In the tradition of election hyperbole, with this election goes the future of America.
We suspect that both candidates, as is typical, will adequately address only a handful of the issues on which they campaign. Yet we are approaching a time when circumstances will force the next president, whoever he is, to act.
As an editorial board that had plenty of John McCain supporters, a Naderite and a few people who were fed up with both candidates, we decided that the next president of the United States should be Barack Obama.
Obama is one of the least experienced candidates to recently run for president. He has a tendency to exaggerate his legislative accomplishments and has little record of standing up to his own party.

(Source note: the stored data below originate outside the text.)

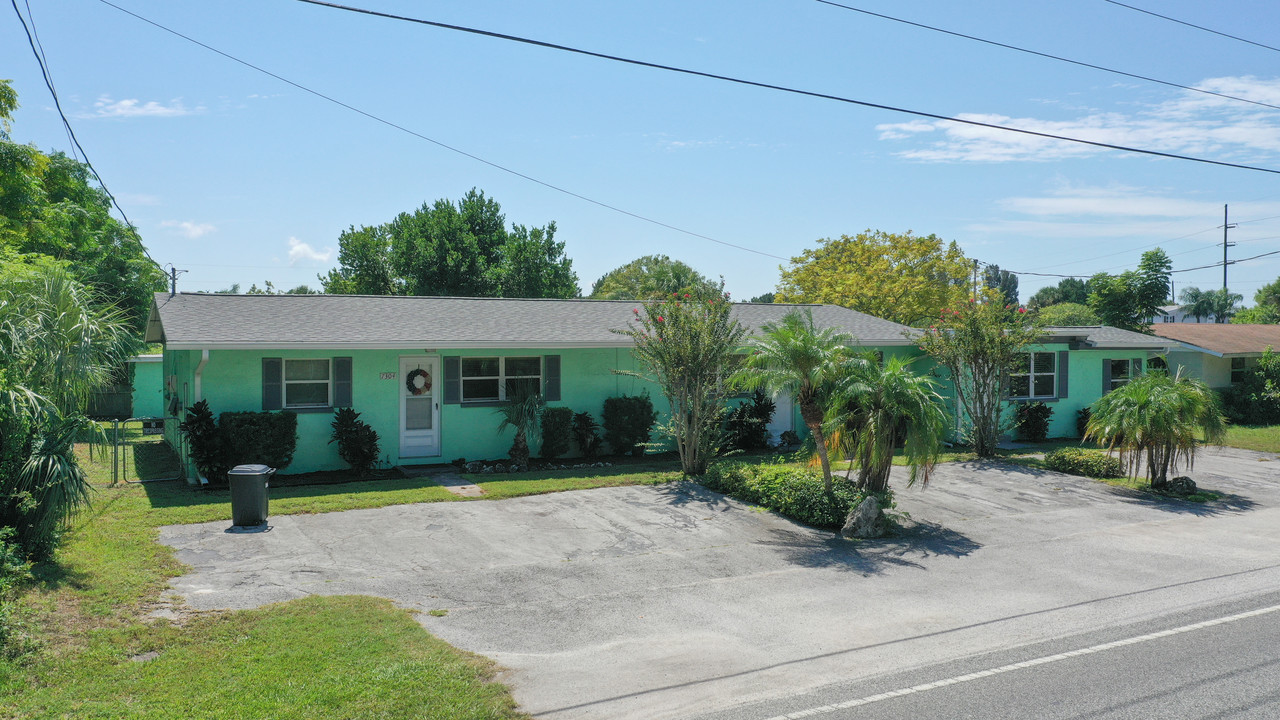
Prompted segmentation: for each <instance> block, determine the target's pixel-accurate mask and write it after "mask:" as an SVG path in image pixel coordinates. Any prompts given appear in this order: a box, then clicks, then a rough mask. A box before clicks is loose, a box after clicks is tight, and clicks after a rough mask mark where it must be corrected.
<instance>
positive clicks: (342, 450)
mask: <svg viewBox="0 0 1280 720" xmlns="http://www.w3.org/2000/svg"><path fill="white" fill-rule="evenodd" d="M329 427H332V428H333V436H332V437H330V438H329V443H330V445H332V443H335V442H337V443H338V457H342V459H343V460H344V461H346V462H347V464H348V465H351V469H352V470H355V471H356V474H357V475H360V477H365V474H366V473H367V471H369V470H370V469H371V468H372V466H374V465H376V464H378V455H379V452H380V448H379V447H378V432H376V430H374V428H370V427H369V424H367V423H365V421H364V420H361V419H360V413H356V411H355V410H353V409H351V407H339V409H338V410H335V411H334V414H333V423H330V424H329Z"/></svg>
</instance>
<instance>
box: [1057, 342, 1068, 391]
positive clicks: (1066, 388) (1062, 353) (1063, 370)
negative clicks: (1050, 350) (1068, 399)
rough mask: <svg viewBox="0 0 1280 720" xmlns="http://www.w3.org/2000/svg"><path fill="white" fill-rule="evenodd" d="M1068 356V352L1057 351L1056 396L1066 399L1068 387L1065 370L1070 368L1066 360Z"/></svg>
mask: <svg viewBox="0 0 1280 720" xmlns="http://www.w3.org/2000/svg"><path fill="white" fill-rule="evenodd" d="M1070 356H1071V354H1070V352H1069V351H1066V350H1059V351H1057V396H1059V397H1066V391H1068V387H1069V386H1068V378H1066V369H1068V368H1069V366H1070V363H1068V359H1069V357H1070Z"/></svg>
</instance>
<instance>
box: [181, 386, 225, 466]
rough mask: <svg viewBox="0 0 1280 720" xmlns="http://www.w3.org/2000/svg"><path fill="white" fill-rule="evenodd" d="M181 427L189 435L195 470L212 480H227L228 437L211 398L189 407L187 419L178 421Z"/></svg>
mask: <svg viewBox="0 0 1280 720" xmlns="http://www.w3.org/2000/svg"><path fill="white" fill-rule="evenodd" d="M178 430H179V432H180V433H182V434H183V437H184V438H187V448H188V452H189V455H191V461H192V462H195V464H196V470H197V471H198V473H200V474H201V475H204V477H205V478H206V479H209V480H210V482H215V483H220V482H224V480H225V479H227V470H229V469H230V468H229V466H228V465H227V437H225V436H224V434H223V433H221V430H220V429H219V427H218V423H216V421H214V413H212V410H210V409H209V401H207V400H201V401H200V402H197V404H195V405H192V406H191V407H188V409H187V419H186V420H183V421H182V423H179V424H178Z"/></svg>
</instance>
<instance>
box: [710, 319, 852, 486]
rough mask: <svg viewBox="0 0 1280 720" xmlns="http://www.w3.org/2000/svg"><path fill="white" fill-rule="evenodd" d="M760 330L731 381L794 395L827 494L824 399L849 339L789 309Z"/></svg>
mask: <svg viewBox="0 0 1280 720" xmlns="http://www.w3.org/2000/svg"><path fill="white" fill-rule="evenodd" d="M762 329H763V331H764V332H763V334H762V336H760V337H758V338H754V341H753V352H751V354H750V355H748V357H746V361H745V363H744V366H742V369H741V370H739V372H737V373H735V374H733V377H732V382H733V383H735V384H737V386H740V387H744V388H746V389H756V388H760V389H764V391H767V392H769V393H771V395H778V393H787V395H791V396H794V397H795V401H796V405H797V406H799V407H800V418H803V419H804V424H805V427H806V428H809V433H812V434H813V439H814V443H815V445H817V446H818V460H819V461H820V462H822V478H823V487H824V488H826V491H827V493H828V495H831V493H832V486H831V459H829V457H828V455H827V436H826V434H824V433H823V427H822V425H823V415H824V407H823V405H824V401H826V400H827V396H828V393H829V389H831V387H832V386H833V384H835V382H836V380H837V379H840V378H841V377H842V374H844V372H842V365H844V364H845V361H846V360H847V359H849V355H850V352H849V345H850V343H851V342H852V337H850V336H847V334H845V333H841V332H837V331H833V329H831V328H818V327H815V325H814V323H813V313H810V311H808V310H806V311H804V313H800V311H799V310H792V311H791V313H787V314H786V315H785V316H783V318H782V322H781V323H765V324H764V327H763V328H762Z"/></svg>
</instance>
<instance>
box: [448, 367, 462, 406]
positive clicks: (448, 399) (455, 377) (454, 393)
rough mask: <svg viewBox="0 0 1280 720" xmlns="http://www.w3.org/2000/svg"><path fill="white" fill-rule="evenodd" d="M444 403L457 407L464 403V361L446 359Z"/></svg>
mask: <svg viewBox="0 0 1280 720" xmlns="http://www.w3.org/2000/svg"><path fill="white" fill-rule="evenodd" d="M444 402H445V404H448V405H457V404H460V402H462V359H461V357H445V359H444Z"/></svg>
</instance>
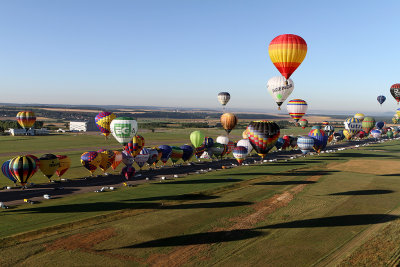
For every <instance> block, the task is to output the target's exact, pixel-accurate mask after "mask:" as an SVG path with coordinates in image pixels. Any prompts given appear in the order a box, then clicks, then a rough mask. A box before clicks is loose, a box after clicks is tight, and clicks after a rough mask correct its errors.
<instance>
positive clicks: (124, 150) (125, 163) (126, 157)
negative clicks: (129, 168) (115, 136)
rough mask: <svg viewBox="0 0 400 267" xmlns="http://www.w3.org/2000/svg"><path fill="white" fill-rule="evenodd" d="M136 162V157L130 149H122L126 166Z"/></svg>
mask: <svg viewBox="0 0 400 267" xmlns="http://www.w3.org/2000/svg"><path fill="white" fill-rule="evenodd" d="M134 162H135V158H134V157H132V155H131V153H129V152H128V151H125V150H124V151H122V163H124V164H125V166H132V164H133V163H134Z"/></svg>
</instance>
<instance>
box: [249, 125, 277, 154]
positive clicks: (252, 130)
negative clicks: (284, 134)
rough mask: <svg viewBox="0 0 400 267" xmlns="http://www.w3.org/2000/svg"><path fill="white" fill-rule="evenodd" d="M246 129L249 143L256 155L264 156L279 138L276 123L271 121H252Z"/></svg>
mask: <svg viewBox="0 0 400 267" xmlns="http://www.w3.org/2000/svg"><path fill="white" fill-rule="evenodd" d="M247 129H248V137H249V140H250V143H251V145H252V146H253V148H254V150H255V151H257V153H258V155H260V156H261V157H263V158H264V157H265V155H267V153H268V151H269V150H271V148H273V147H274V145H275V143H276V140H278V138H279V134H280V128H279V126H278V124H276V123H275V122H272V121H253V122H251V123H250V124H249V125H248V126H247Z"/></svg>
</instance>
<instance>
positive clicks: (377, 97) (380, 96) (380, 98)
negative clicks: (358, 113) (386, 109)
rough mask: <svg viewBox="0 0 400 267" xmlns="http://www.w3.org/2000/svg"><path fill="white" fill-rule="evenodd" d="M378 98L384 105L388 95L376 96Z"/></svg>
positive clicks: (376, 98)
mask: <svg viewBox="0 0 400 267" xmlns="http://www.w3.org/2000/svg"><path fill="white" fill-rule="evenodd" d="M376 100H378V103H379V104H380V105H381V106H382V104H383V102H385V100H386V96H384V95H380V96H378V97H377V98H376Z"/></svg>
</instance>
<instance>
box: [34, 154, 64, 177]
mask: <svg viewBox="0 0 400 267" xmlns="http://www.w3.org/2000/svg"><path fill="white" fill-rule="evenodd" d="M39 160H40V165H39V169H40V170H41V171H42V173H43V174H44V175H45V176H46V177H47V178H48V179H50V178H51V177H52V176H53V175H54V173H55V172H56V170H57V169H58V167H60V160H59V159H58V158H57V156H56V155H53V154H44V155H42V156H41V157H40V158H39Z"/></svg>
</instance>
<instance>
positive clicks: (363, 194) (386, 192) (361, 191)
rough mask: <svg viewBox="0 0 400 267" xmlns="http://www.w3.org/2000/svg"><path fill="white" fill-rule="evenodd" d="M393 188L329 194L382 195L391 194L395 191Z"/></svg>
mask: <svg viewBox="0 0 400 267" xmlns="http://www.w3.org/2000/svg"><path fill="white" fill-rule="evenodd" d="M394 192H395V191H393V190H380V189H375V190H354V191H346V192H338V193H332V194H329V196H362V195H380V194H390V193H394Z"/></svg>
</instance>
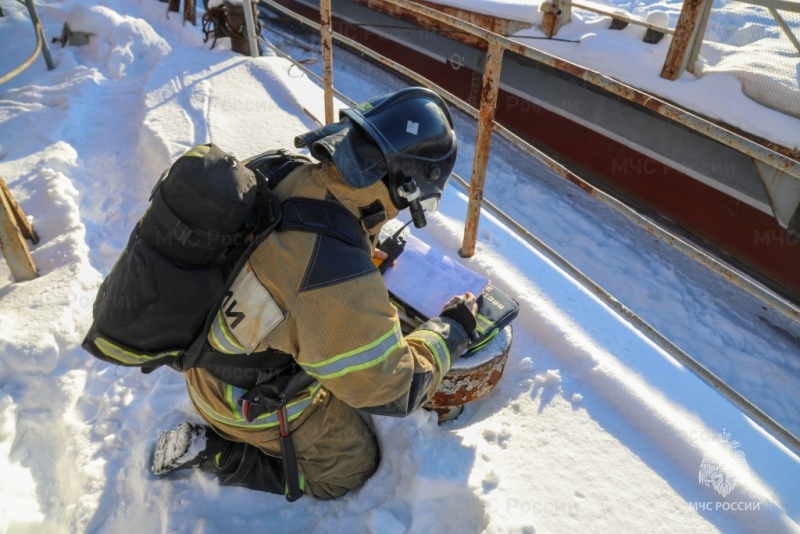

Still, Obama managed a campaign that beat out, in the form of Hillary Clinton, one of the biggest front-runners in history, and he has surrounded himself with some very smart (and non-ideological) foreign policy and economic advisors.
Barack Obama talks a lot about change. In some areas we certainly deserve nothing less.
President Bushs style of leadership has been consistently ineffectual, leading to inaction or delayed action on a number of issues, ranging from social security and immigration reform to dealing with the financial crisis.
Instead of having an open discussion about the scope of government in a time of terrorism, the Bush administration engaged in tactics that would be considered torture by anyone besides Dick Cheney.
On foreign policy Obama offers a more pragmatic approach towards negotiating with Iran and disengaging from Iraq. McCain denounces talking to Iran but will engage with an aggressive Russia. He accuses Obama of surrendering in Iraq when the Iraqis government we installed is negotiating our exit. Such contradictions reek of the politicization that imperiled the war on terror.
Obama is least impressive when it comes to the economy. His tendency to bash free trade is concerning, if not downright regressive.
He has supported farm subsidies, puts much of the blame of high gas prices on oil companies and speculators, and backed a bill removing secret ballots in decisions to unionize. He spends a lot of time pandering to the interest groups of the 20th century at a time when he claims we need a new perspective.
Fortunately for Obama -- but unfortunately for us -- McCain has supported some ridiculous proposals in the form of his gas-tax holiday and his recent plan to buy bad mortgages.
McCain incorrectly claims that Bushs tax cuts paid for themselves. Many economists predict that McCains tax cuts will drastically increase national debt.
On the financial crisis, both Obama and McCain tend to resort to old talking points instead of offering real solutions. Given that this crisis could offer the next president a mandate to redraw the line between the state and the private sector, the vagueness of the candidates has been concerning.
Both candidates are better than their 2004 counterparts, yet both have caved on a number of issues to keep their campaigns running.
McCain, in his choice of Sarah Palin as his vice-presidential candidate and his decision to mount a more negative, populist campaign instead of spirited defense of the market policies he and his party supposedly embody, has caved more.
If the McCain from 2000 was running now, this election would present a difficult choice. TBut the fall of McCain and the implosion of the Republican Party make it a much easier one.